Rebecca Karl, China in protest

This piece was originally posted as part of a  ChinaFile conversation.

It is quite impossible to say anything definite about what is happening in China now. Information is at the mercy of one’s circles and social media feeds. It appears that there are a number of simultaneous but uncoordinated social explosions of frustration, anger, anguish, and pent up pain. Some of it appears very political—“Xi Jinping, step down” in downtown Shanghai; “freedom of speech” at universities—and some of it seems to articulate a total emotional exhaustion with the “dynamic zero-COVID” regime rolling through people’s lives in increasingly arbitrary and willful fashion. The current round of explosive collective anger, we must recall, began with the large-scale Foxconn worker unrest, where conditions of labor are normally abysmal and, in the recently-implemented “closed loop” system, are now intolerable. (“Closed loop” refers to factory-dormitory trajectories that reduce to an absolute minimum extraneous activity that might introduce infection.) As Eli Friedman points out in an interview with Jacobin about the recent labor actions in Zhengzhou, the fact that workers now are escaping the factory grounds by surreptitiously scaling fences and perimeter walls indicates that there is a prison-like situation at the giant facility where iPhones are produced.

I leave it to others to trace a clearer timeline of events. The point I want to make is that, as with all such efforts at chronology, where one begins matters. I choose to begin with workers, to emphasize what our commentariat now will most likely ignore: that the current explosion cannot be seen as a purely urban or educated class phenomenon, but rather is rooted in the brutal regimes of wealth accumulation, labor extraction, and global-domestic political power that have grown and metastasized in the past several decades. As Bill Hurst has roughly analyzed in his Twitter feed, the layering of unrests since 1989—in villages where rapacious land grabs dispossess peasants; in factories, in mines, and on digital platforms where labor regimes are cruelly extractive; among poorer urban denizens and migrants defrauded by real estate and banking concerns backed by municipal governments; among feminists and those refusing to conform to patriarchal modes of social organization—has mostly bypassed urban petty bourgeois and capitalist classes who have benefited hugely from the systems of oppression upon which their comfortable lives have been fashioned. The pandemic and increasing disruption of those lives have now registered as intolerable.

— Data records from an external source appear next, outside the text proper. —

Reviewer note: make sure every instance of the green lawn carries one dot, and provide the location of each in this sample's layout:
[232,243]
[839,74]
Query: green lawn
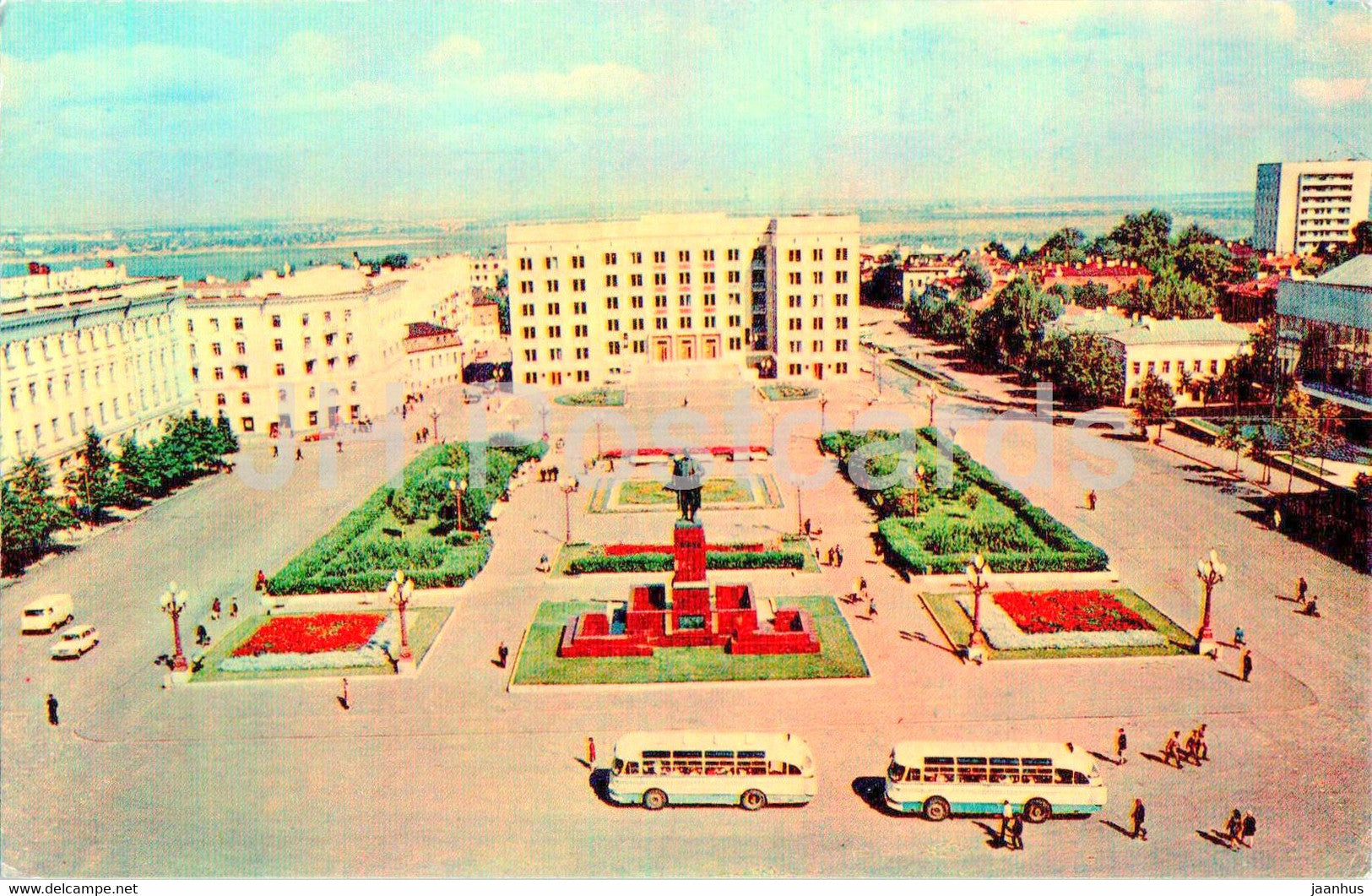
[955,622]
[423,625]
[540,665]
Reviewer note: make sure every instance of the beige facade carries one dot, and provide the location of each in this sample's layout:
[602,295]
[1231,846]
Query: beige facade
[88,347]
[1301,206]
[593,302]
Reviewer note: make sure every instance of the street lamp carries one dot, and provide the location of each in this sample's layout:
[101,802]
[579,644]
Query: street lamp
[568,487]
[173,601]
[458,490]
[1211,573]
[399,593]
[977,581]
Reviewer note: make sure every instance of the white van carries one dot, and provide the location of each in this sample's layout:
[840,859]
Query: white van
[47,614]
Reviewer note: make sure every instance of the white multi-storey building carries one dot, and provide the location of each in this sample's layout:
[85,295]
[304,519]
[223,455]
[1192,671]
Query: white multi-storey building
[1302,206]
[594,301]
[88,347]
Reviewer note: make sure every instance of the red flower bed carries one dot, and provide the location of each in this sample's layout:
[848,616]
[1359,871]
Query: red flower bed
[318,633]
[619,551]
[1047,612]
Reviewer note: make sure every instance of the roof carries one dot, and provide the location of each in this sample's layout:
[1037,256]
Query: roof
[1356,272]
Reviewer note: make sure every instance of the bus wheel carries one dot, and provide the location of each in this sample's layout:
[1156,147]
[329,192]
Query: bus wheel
[936,808]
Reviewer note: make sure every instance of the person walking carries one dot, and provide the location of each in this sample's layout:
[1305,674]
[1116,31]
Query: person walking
[1136,815]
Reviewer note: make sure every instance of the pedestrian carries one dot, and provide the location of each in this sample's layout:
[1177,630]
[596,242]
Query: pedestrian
[1234,829]
[1136,818]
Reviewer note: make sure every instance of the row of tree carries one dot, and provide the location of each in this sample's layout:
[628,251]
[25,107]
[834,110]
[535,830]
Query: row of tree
[30,513]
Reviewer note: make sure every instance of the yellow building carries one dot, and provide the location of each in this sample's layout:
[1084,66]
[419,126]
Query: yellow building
[594,302]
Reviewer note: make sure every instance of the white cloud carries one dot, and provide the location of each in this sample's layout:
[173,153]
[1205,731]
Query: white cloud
[1330,92]
[604,81]
[453,50]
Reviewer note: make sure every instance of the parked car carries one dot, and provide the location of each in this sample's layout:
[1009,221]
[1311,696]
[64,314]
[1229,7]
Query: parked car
[47,614]
[74,643]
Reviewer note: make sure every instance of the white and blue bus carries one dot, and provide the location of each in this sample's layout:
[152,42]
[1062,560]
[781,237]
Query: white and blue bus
[658,768]
[941,779]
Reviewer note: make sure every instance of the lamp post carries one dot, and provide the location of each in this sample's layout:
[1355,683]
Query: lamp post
[458,490]
[1211,573]
[977,573]
[568,487]
[399,593]
[173,603]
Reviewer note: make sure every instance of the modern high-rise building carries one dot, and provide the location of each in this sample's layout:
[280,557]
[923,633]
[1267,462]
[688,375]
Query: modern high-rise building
[1302,206]
[88,347]
[592,302]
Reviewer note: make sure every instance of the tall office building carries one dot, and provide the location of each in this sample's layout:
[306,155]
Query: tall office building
[592,302]
[1301,206]
[88,347]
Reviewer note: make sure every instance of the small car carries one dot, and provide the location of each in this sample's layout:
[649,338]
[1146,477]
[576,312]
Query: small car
[74,643]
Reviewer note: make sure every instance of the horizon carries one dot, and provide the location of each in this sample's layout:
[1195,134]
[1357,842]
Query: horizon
[138,116]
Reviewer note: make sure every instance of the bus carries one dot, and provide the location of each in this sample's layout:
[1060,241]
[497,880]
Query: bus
[658,768]
[940,779]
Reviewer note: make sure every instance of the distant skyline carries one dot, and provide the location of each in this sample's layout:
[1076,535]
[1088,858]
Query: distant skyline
[122,114]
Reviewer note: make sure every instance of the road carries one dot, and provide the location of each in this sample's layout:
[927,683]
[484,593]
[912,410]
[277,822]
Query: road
[450,774]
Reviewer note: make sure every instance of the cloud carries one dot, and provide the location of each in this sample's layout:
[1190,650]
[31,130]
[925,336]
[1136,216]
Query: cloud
[604,81]
[454,50]
[1330,92]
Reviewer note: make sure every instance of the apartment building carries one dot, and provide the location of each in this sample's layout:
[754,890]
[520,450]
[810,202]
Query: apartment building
[88,347]
[593,302]
[1301,206]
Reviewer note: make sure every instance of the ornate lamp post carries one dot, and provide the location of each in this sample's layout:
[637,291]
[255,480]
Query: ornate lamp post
[977,581]
[458,490]
[568,487]
[173,603]
[399,593]
[1211,573]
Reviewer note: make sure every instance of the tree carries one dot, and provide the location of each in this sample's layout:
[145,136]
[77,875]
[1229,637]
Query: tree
[1299,427]
[1146,237]
[1156,405]
[1091,294]
[1170,296]
[94,483]
[29,513]
[1233,439]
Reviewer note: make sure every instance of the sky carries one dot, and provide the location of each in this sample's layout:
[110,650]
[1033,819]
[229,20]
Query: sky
[164,113]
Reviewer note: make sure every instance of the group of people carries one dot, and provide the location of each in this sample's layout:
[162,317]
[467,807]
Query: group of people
[1194,751]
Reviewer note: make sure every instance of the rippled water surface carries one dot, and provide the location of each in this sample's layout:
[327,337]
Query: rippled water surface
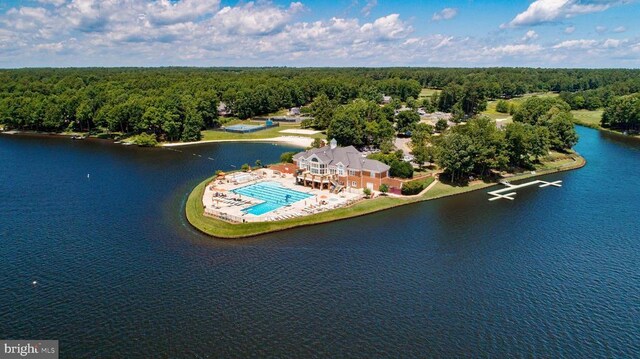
[120,274]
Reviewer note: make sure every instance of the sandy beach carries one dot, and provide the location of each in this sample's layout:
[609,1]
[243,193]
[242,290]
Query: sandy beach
[297,141]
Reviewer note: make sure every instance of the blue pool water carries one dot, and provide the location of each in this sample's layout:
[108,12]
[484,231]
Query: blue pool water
[273,195]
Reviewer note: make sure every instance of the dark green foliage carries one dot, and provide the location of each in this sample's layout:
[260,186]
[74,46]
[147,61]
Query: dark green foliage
[317,143]
[554,115]
[400,169]
[366,192]
[562,132]
[415,186]
[146,140]
[502,106]
[442,125]
[184,100]
[322,110]
[287,157]
[534,109]
[406,120]
[623,114]
[360,123]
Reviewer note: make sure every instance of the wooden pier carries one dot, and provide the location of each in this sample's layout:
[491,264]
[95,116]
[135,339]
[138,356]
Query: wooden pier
[500,193]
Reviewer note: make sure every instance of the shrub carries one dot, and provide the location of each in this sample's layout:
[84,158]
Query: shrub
[367,192]
[287,157]
[401,169]
[415,187]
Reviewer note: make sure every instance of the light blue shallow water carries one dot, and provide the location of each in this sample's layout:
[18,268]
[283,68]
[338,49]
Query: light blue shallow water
[273,195]
[121,274]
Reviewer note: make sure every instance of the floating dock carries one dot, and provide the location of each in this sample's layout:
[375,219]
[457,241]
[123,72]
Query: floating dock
[500,193]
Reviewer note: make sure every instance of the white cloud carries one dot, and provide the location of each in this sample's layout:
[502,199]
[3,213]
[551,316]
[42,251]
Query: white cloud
[255,19]
[447,13]
[517,49]
[601,29]
[576,44]
[171,12]
[530,35]
[53,2]
[546,11]
[366,10]
[199,32]
[387,28]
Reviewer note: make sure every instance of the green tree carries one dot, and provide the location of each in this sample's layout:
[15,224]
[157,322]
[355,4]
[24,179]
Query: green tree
[406,120]
[322,110]
[287,157]
[502,106]
[562,132]
[456,154]
[442,125]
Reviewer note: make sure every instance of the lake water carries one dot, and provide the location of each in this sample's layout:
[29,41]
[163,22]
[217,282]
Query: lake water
[120,274]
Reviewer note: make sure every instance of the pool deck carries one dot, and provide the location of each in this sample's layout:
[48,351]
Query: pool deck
[221,202]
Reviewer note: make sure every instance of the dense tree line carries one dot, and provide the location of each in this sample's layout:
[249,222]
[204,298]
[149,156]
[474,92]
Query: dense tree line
[623,114]
[478,147]
[176,103]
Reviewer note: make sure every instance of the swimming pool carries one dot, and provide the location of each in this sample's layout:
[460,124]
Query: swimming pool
[273,195]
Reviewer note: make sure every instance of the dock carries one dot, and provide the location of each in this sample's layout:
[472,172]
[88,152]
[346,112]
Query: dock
[500,193]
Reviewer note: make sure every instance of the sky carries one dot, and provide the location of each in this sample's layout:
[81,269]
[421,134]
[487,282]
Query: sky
[466,33]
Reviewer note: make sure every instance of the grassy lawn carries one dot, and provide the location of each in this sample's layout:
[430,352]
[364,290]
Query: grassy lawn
[428,92]
[588,118]
[221,229]
[491,105]
[272,132]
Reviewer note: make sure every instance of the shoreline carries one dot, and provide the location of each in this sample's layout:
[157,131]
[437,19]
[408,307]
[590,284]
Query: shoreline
[295,141]
[605,130]
[219,229]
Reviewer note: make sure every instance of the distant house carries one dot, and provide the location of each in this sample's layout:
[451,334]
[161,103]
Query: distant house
[502,123]
[294,111]
[333,167]
[223,110]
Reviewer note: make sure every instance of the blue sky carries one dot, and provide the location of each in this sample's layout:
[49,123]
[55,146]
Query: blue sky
[540,33]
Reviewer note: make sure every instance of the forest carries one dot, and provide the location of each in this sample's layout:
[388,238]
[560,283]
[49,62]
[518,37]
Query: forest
[175,104]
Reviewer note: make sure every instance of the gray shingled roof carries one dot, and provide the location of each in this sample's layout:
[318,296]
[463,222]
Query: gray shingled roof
[348,156]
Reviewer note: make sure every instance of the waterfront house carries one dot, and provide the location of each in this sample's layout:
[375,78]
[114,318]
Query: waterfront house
[334,168]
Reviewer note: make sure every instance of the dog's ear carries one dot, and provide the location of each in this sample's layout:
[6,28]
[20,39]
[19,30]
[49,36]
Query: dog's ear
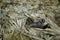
[29,21]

What we are seeing now is a number of brave urban folks coming out of their homes to contest the conditions of their partially locked-down lives. They perhaps have not linked their difficulties to the lives of their poorer, more exploited compatriots; in fact, it is a fair bet that most have not. Yet, the spectacle of 10 Uyghur deaths in an inferno in Urumchi, an earlier bus crash near Guiyang that killed 27 COVID evacuees, the Lanzhou toddler who perished from gas inhalation in his sealed-off home . . . the toll is taking its toll. Urban denizens are legible to themselves and to the international media. They are capable of scaling the great firewall and posting on global social media sites, thus becoming fully visible as a collective to a diasporic populace of angry young folks abroad who can amplify and articulate their own political despair in resonant dialogue with their friends and families at home. They speak the language of Euro-American “democracy” fluently, and can make themselves heard as well as seen.

Will the state find a way to repress and then buy these urban denizens off, to bribe them back into their lives so as to calm the unrest while proceeding with the concentrations of power, wealth, and surveillance capacity apace? Or, will these actions snowball into something for which we still have no name? We will see.

Rebecca E. Karl teaches History at New York University.